The way I deal with this is putting the html contents into the php file.
<?php
if (!isset($_POST["submit"])) { // if page is not submitted to itself echo the form
?>
<html>
<head>
<title>survey</title>
</head>
<body>
<form method="post" action="<?php echo $PHP_SELF;?>">
...... (your form) ......
<input type="submit" value="submit" name="submit"><br />
</form><br />
</body>
</html>
<?
}
else {
$db = new PDO('...');
$db->exec(...);
echo "Thank you!";
}
?>
A few ways you could accomplish that.
You could make the php file it submits send out the data for the "thank you for participating" page (if you're fine with simply going to another page).
Alternatively, if you want to stay on the same page but just show the "thank you" notification, I would use JavaScript to disable the default action (e.preventDefault(); in the event handler) for the "submit" button on the forum, then also use JavaScript to use AJAX to submit the data.
An example (using JQuery), which won't change your page and perform the submit in the background, and display the "thank you" when done, on the current page.

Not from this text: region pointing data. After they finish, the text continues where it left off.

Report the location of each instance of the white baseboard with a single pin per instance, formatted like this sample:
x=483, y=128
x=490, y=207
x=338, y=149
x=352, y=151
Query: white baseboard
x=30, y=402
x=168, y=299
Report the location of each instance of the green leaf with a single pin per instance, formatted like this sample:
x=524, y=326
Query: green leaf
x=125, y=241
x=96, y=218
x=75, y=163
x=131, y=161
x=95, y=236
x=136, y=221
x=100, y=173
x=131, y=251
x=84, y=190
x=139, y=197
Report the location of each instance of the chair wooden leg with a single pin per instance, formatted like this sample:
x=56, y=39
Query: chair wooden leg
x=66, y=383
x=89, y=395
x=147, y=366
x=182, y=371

$("a#confirmSubmit").click(function(e) {
e.preventDefault(); // Prevents the submit button from changing pages
data = {
Name: $("input#Name").attr("value")
// Add other data here also
};
$.post("/page/to/submit/to.php", data, function(d) {
//Write the code here to show the "thank you" notification.
//It will show upon completion here.
});
});
If you want to check for errors with inserting into the DB, you could check the value of the data of the AJAX call, to conditionally show the error. You can then return the user to the exact same form they were already on, with all the data still there, and show them an error message.